Sebastian Rajani, Long Charltien, Purcell Jeremy J, Faria Andreia V, Lindquist Martin, Jarso Samson, Race David, Davis Cameron, Posner Joseph, Wright Amy, Hillis Argye E
Department of Neurology, Johns Hopkins University School of Medicine, Baltimore, MD, USA.
Department of Cognitive Science, Johns Hopkins University, Baltimore, MD, USA.
Restor Neurol Neurosci. 2016 May 11;34(4):473-89. doi: 10.3233/RNN-150621.
The neural mechanisms that support aphasia recovery are not yet fully understood. Our goal was to evaluate longitudinal changes in naming recovery in participants with posterior cerebral artery (PCA) stroke using a case-by-case analysis.

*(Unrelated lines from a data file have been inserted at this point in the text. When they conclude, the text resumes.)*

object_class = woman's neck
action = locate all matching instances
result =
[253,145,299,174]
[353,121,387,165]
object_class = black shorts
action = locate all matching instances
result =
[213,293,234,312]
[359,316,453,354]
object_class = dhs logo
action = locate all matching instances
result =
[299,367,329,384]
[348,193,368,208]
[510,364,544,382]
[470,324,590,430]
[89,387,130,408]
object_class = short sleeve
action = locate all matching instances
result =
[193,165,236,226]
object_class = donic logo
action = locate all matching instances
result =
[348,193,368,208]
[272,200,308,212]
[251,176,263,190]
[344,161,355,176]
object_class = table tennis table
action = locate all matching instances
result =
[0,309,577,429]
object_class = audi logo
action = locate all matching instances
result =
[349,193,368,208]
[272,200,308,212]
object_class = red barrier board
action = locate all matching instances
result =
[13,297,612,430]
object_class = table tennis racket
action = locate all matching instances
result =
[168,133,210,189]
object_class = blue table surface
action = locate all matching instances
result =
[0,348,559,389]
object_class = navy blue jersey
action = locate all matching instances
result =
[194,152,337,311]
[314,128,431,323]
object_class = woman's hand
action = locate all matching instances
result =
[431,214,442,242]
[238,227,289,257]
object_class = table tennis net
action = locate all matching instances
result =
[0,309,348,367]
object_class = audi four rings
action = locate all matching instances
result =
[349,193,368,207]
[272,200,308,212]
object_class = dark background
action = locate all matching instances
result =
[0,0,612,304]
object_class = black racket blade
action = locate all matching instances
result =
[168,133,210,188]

Using task based and resting state functional magnetic resonance imaging (fMRI) and detailed language testing, we longitudinally studied the recovery of the naming network in four participants with PCA stroke with naming deficits at the acute (0 week), sub acute (3-5 weeks), and chronic time point (5-7 months) post stroke. Behavioral and imaging analyses (task related and resting state functional connectivity) were carried out to elucidate longitudinal changes in naming recovery.
Behavioral and imaging analysis revealed that an improvement in naming accuracy from the acute to the chronic stage was reflected by increased connectivity within and between left and right hemisphere "language" regions. One participant who had persistent moderate naming deficit showed weak and decreasing connectivity longitudinally within and between left and right hemisphere language regions.
These findings emphasize a network view of aphasia recovery, and show that the degree of inter- and intra- hemispheric balance between the language-specific regions is necessary for optimal recovery of naming, at least in participants with PCA stroke.
支持失语症恢复的神经机制尚未完全明确。我们的目标是通过逐例分析,评估大脑后动脉(PCA)卒中患者命名恢复的纵向变化。
我们利用基于任务和静息态功能磁共振成像(fMRI)以及详细的语言测试,对4例PCA卒中且在卒中后急性(0周)、亚急性(3 - 5周)和慢性时间点(5 - 7个月)存在命名缺陷的患者的命名网络恢复情况进行了纵向研究。进行了行为和成像分析(任务相关和静息态功能连接)以阐明命名恢复的纵向变化。
行为和成像分析显示,从急性期到慢性期命名准确性的提高表现为左右半球“语言”区域内及区域间连接性增加。一名持续存在中度命名缺陷的患者,其左右半球语言区域内及区域间的连接性纵向显示较弱且逐渐下降。
这些发现强调了失语症恢复的网络观点,并表明至少在PCA卒中患者中,语言特定区域之间半球间和半球内平衡的程度对于命名的最佳恢复是必要的。